Très vite, ma pratique s’est trouvée être une confrontation avec le réel et sa représentation. Faire face au désordre, prendre le temps, m’arrêter, aller au delà des doutes, dépasser la surface des choses et dire ma sensation du monde avec mes propres mots, en remettant en cause les stéréotypes.

Laurence Leblanc

Laurence Leblanc n’est pas photo-reporter. Pourtant c’est bien le réel qui l’interpelle et dont elle veut témoigner, mais à sa façon, en ajoutant à l’authenticité des situations qu’elle croise, la fragilité et la poésie du flou qui laisse au spectateur sa capacité d’interprétation et peut-être de deviner l’invisible.

Impressionnisme
Cambodge, Somalie, Sierra Leone, Madagascar, Brésil, Cuba, récemment Afrique du Sud, elle a parcouru le monde, préférant celui des va-nu-pieds ou des mutilés de toutes sortes qui disent mieux son état.
Au Cambodge, où elle se rend plusieurs fois au début des années 2000, elle part à la recherche de la mémoire qui a été effacée par un génocide. Laissant les commentaires aux journalistes et historiens, elle en rapporte des images impressionnistes et impressionnantes, qui aussi bien que d’autres célèbrent le souvenir d’un massacre qui ne peut pas être oublié.

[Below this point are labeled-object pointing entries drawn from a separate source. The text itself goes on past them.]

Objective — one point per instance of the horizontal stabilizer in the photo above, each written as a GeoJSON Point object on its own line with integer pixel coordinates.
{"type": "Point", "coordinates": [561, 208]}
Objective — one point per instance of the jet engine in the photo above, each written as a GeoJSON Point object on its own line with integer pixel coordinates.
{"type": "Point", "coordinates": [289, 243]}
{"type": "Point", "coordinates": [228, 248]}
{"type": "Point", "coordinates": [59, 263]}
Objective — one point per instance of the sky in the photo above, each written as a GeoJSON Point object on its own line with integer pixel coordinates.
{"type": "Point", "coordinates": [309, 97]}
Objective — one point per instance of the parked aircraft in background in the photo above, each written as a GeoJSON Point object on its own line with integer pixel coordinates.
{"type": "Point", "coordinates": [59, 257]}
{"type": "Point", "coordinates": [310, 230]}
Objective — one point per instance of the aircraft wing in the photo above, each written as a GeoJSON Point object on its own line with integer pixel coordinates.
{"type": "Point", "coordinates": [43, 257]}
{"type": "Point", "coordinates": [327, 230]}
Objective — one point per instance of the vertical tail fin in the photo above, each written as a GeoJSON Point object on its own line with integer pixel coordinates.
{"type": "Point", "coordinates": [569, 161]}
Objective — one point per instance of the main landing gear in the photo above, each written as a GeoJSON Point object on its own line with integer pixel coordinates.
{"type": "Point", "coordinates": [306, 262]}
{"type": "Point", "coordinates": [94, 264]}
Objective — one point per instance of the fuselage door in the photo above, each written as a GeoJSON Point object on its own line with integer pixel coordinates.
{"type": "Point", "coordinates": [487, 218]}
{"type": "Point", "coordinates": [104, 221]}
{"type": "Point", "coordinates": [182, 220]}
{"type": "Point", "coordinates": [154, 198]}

Rithy, Chéa, Kim Sour et les autres (2000-2001)

En 2006, Laurence Leblanc fait une pause dans son exploration du monde et se pose dans le sien et celui des objets qu’elle rencontre ici. À ces « Objets perdus« , elle donne âme.
Un après, elle expose à la galerie VU – qui l’aura longtemps représentée -, une rétrospective dont le titre résume son entreprise: « To live till death is not easy« . A cette occasion elle est invitée de Des Mots de Minuit.

Elle retourne au Cambodge, elle y connait le cinéaste Rithy Panh qui a consacré son œuvre à la mémoire du génocide. Dans « L’image manquante« , s’opposant aux images de propagande filmées à l’époque, il avait construit un petit théâtre de figurines racontant la réalité qu’il avait vécu, à peine âgé de 13 ans. Des dizaines de personnages d’argile minuscules, à peine un pouce, et pourtant époustouflants d’un réalisme de souffrance, de désespoir, de résignation mais aussi de fierté dissimulée. De ces personnages, qu’elle photographie en gros plan, elle construit D’argile.

L’autre

 

L’idee du commun Afrique du Sud 2015 

Il y a peu d’images sans personnages dans le grand livre de Laurence Leblanc. Quand, tout récemment, elle explore les paysages d’Afrique du Sud, pour une fois encore questionner l’après, celui de l’apartheid, elle y introduit ceux qui y vivent. L’autre est sa raison de vivre, donc de photographier, interpellée pour toujours par les mots d’Emmanuel Lévinas.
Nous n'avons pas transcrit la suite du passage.